GDS (Graph Data Science) Extension
Since NeuG v0.1.3, we have introduced the GDS extension, which provides a collection of graph algorithms that run on projected subgraphs.
It enables common analytical workloads — community detection, centrality analysis, shortest-path computation — directly inside NeuG through the CALL interface.
Quick Start
-- 1. Load the extension
LOAD gds;
-- 2. Project a subgraph
CALL project_graph(
'social',
['person'],
{'[person, knows, person]': ''}
);
-- 3. Run an algorithm
CALL page_rank('social', {max_iterations: 20})
RETURN node.fName, rank;
-- 4. Clean up
CALL drop_projected_graph('social');Graph Projection
Before running any GDS algorithm, you must create a projected graph — a named subgraph view that defines which node labels, edge triplets, and optional predicates the algorithm operates on.
project_graph
CALL project_graph(
'<graph_name>',
<vertex_entries>,
<edge_entries>
);Parameters:
| Parameter | Type | Description |
|---|---|---|
graph_name | STRING | A unique alias for the projected subgraph |
node_entries | LIST or MAP | Node labels, optionally with predicates |
edge_entries | MAP | Edge triplets [src, edge, dst] mapped to predicates |
Node entries can be a simple list of labels or a map with predicates:
-- List form (no predicates)
['person']
-- Map form (with predicates)
{'person': 'n.age > 20', 'organisation': 'n.name = "MIT"'}Edge entries are always a map from triplet to predicate (use empty string ''
for no predicate):
{'[person, knows, person]': ''}
{'[person, studyat, organisation]': 'r.year > 2010'}drop_projected_graph
CALL drop_projected_graph('<graph_name>');Removes a previously projected graph alias.
SHOW_PROJECTED_GRAPHS
CALL SHOW_PROJECTED_GRAPHS() RETURN *;Lists all currently registered projected graph aliases.
PROJECTED_GRAPH_INFO
CALL PROJECTED_GRAPH_INFO('<graph_name>') RETURN *;Returns the labels and predicates of a projected graph.
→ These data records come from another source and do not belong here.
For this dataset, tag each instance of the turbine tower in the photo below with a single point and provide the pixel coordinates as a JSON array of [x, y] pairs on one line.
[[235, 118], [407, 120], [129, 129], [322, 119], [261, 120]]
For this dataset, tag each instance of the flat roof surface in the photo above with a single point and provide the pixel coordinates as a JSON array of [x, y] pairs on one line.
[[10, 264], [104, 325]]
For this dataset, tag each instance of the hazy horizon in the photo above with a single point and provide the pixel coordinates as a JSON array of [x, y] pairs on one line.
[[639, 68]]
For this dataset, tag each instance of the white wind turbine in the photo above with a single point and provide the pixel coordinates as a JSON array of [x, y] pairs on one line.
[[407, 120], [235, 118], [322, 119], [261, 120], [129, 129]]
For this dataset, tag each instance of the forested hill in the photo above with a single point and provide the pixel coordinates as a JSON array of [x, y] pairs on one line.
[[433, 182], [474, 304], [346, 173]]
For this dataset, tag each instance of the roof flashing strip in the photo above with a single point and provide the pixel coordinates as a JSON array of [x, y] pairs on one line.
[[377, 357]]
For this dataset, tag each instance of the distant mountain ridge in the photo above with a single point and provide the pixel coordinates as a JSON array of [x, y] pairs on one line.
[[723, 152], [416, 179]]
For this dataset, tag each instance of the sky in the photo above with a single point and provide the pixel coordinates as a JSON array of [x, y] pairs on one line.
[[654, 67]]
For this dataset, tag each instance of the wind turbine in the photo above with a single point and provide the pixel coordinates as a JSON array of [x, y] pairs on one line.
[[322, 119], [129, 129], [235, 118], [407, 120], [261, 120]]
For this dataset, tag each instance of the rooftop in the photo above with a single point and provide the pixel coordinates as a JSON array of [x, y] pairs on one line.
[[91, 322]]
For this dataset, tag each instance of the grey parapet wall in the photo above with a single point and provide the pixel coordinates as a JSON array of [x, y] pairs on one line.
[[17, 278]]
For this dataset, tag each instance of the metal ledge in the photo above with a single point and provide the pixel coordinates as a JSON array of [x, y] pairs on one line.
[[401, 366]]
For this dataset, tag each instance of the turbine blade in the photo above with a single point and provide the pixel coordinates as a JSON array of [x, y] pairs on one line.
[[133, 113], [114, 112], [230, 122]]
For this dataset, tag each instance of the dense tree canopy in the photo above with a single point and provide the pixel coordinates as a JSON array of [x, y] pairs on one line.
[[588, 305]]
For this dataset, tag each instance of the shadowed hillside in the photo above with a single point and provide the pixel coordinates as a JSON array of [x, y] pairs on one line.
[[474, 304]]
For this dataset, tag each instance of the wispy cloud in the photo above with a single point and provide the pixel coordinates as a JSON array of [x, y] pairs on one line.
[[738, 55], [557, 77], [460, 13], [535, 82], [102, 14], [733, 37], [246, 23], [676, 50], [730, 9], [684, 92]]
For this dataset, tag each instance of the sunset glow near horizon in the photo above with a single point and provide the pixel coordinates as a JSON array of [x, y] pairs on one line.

Each row contains:
| Column | Description |
|---|---|
| label | Node label name or edge triplet (e.g., [person,knows,person]) |
| predicate | The filter predicate string, or empty if none |
Algorithms
All algorithms follow the same calling convention:
CALL <algorithm_name>('<projected_graph>', {<options>})
RETURN <columns>;Every algorithm returns a node column (the matched nodes) plus one or more
result columns. The node column is of type NODE, so you can access node
properties via node.<property> in the RETURN clause.
Note: Most algorithms (except Label Propagation) require a homogeneous graph subgraph — exactly one node label and one edge triplet where the source and destination labels match the node label.
PageRank
Computes the PageRank centrality score for each node. Higher scores indicate more influential nodes in the graph.
CALL page_rank('<graph_name>', {<options>})
RETURN node, rank;Options:
| Option | Type | Default | Description |
|---|---|---|---|
damping_factor | DOUBLE | 0.85 | Probability of following a link (vs. random jump) |
max_iterations | INT | 20 | Maximum number of iterations |
directed | BOOL | false | Whether to treat edges as directed |
concurrency | INT | CPU cores | Number of threads for parallel execution |
Output columns:
| Column | Type | Description |
|---|---|---|
node | NODE | The node |
rank | DOUBLE | PageRank score |
Example:
CALL project_graph('social', ['person'], {'[person, knows, person]': ''});
LOAD gds;
CALL page_rank('social', {damping_factor: 0.85, max_iterations: 30})
RETURN node.fName, rank
ORDER BY rank DESC;Predicate support: Both node and edge predicates are supported.
BFS (Breadth-First Search)
Computes the shortest hop distance from a source node to all reachable nodes.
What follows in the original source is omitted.